The material of the anuvasana (lubrication enema) administered to the person who has no food in the stomach, quickly moves upwards, because of its mobile, far reaching and subtle properties. From this vata does not get controlled but the digestive activities become greatly weakened because of the enema material not coming out of the body.

If it is administered when the person has taken food, the full stomach obstructs the vata (controls it), then the fatty substances (of the lubrication enema), will be able to mitigate vata, vata if localised in the pakwasaya (colon) enema expels it out after the digestion of food.

Niruha basti (decoction enema ) and vata both have powerful bouts. If they are mixed by food, they move downwards along with food or move upwards along with feces or might even get obstructed in the alimentary tract and remain there (causing distention, pain etc.) along with the doshas and food and may cause death quickly.

Hence Anuvasana (lubricating enema) should be given to a person who has taken food whereas Niruha (decoction enema) should not be given to him, who has taken food. (15-192).

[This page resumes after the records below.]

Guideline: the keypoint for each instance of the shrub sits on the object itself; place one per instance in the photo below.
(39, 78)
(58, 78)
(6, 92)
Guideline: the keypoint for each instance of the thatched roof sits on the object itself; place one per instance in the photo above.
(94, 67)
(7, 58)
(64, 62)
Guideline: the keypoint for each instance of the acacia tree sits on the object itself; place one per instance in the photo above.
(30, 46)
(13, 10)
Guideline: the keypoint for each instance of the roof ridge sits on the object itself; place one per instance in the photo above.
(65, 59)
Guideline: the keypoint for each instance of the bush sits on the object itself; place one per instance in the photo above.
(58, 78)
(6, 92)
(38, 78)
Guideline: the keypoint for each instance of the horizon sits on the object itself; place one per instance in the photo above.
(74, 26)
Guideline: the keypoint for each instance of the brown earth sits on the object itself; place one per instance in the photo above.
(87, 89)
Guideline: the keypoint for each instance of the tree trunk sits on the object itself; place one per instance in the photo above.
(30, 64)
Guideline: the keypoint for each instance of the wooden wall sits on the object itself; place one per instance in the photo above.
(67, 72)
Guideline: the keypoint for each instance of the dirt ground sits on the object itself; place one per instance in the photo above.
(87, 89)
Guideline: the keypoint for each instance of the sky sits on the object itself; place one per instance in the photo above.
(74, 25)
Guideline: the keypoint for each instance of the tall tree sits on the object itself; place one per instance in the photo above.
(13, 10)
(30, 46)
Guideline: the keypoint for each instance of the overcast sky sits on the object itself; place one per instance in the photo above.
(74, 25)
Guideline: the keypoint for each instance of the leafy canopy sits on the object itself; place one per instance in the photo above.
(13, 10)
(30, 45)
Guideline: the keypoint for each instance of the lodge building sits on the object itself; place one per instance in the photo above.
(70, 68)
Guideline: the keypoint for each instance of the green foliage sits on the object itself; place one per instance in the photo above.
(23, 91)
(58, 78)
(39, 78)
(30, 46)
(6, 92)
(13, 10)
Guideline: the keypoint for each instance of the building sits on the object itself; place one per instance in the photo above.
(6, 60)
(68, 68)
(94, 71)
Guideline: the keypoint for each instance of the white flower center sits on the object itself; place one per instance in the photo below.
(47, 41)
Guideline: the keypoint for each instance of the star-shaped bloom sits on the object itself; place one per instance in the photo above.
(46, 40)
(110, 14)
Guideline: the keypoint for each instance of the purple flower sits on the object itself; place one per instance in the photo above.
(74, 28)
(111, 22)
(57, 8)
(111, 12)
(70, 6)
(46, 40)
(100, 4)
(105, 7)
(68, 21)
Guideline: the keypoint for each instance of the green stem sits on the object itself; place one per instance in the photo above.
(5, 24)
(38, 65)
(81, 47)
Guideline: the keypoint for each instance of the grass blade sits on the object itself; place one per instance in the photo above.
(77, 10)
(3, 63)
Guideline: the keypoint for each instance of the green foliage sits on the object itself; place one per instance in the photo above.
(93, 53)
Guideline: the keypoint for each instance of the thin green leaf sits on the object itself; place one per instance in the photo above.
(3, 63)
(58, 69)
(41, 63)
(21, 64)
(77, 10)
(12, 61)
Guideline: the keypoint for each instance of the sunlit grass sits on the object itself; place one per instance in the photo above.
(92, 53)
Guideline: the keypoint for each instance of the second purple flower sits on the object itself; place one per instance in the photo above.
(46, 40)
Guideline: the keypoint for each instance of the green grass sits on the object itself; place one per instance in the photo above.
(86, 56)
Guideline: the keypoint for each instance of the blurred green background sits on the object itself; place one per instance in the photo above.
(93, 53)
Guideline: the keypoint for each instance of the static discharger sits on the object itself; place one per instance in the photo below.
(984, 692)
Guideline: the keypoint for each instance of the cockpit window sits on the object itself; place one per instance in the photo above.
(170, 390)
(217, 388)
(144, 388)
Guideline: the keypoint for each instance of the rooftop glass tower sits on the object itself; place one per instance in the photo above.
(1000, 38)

पाण्डुरोगार्तादीनां दोषानुत्क्लेश्य स्नेहबस्तिरुदरं जनयेत् । प्रतिश्यायादिमतां भूय एव दोषं वर्धयेत् ॥२०॥

In person suffering from anemia etc. lubrication enema will produce enlargement of abdomen by increasing the doshas mildly and in those suffering from nasal catarrh etc., it will cause profound increase of the doshas. ( 20 )

Bastinetra – enema nozzle

तयोस्तु नेत्रं सुवर्णादिधातुमणिशङ्खशृङ्गदन्तास्थिवेणुनलखदिरकदरतिनिशतिन्दुकादि दारु सारमय मृज्वकर्कशंगोपुच्छाकृतिगुलिकामुखमूनवर्षवार्षिकसप्तद्धादशषोडशवर्षाणां विंशतिप्र भृतिषु च क्रमात्पञ्चषट्सप्ताष्टनवद्धादशाङ्गुलप्रमाणम् । मूलेऽग्रे चातुराङ्गुष्ठकनिष्ठिकापरि णाहमर्धाङ्गुलात् प्रभृत्यर्धाङ्गुलप्रवृद्धव्यङ्गुलपर्यन्तप्रवेशमूलच्छिद्रमवनमुद्गमुद्गमाषक लयाक्लिन्नकलायकर्कन्धुवाह्याग्रच्छिद्रम् मूलछिद्रप्रमाणाङ्गुलैरग्रे यथास्वं सन्निविष्टकर्णिकं कर्णिकान्तप्रतिबद्धसूत्रान्तगृहीताग्रपिधानघनचैलवर्तिम् । मूले व्यङ्गुलान्तराले कर्णिकाद्वयं कारयेत् । वर्षान्तरेषु च वयोबलशरीराण्यवेक्ष्यनेत्रप्रमाणमुत्कर्षयेत् ॥२१॥

For both of these (decoction and lubricating enemas to be administered) the enema nozzle is to be made from gold and other metals, gems, conch shell, horn, tusk or bones of animals, bomboo and hallow reeds, pith of khadira, kadara, tinisa, tinduka and other trees, it should be straight, smooth, without corners or bends, resembling the tail of the cow in shape, its lower tip resembling a round pill; varying in length from five, six, seven, eight, nine and twelve anguils (fingers breadth) for use in persons of the age of less than a year, one year, seven, twelve sixteen and twenty years and above respectively. Its circumference at the upper and lower ends should be equal to the circumfernce of the thumb and little finger of the patient respectively, its upper orifice having diameters ranging from half anguli, increasing by half anguli to reach a maximum of three anguli; its lower orifice ranging in diameter to permit a vanamudga (wild green gram), mudga (ordinary green gram), masa (blackgram), kalaya (pea), soaked pea and seed of karkandhu. It should have two karnikas (rims-small protuberance of ridges) all around resembling a ear; the calibre of the upper orifice arranged suitably in its body; the open end of the enema bag being fastened tightly with strong lubricated threads in between two such rims). These rims two angulis apart are to be made from the top (bigger end). The size of the nozzle can be increased depending upon the age, strength and physique of the patient. (21)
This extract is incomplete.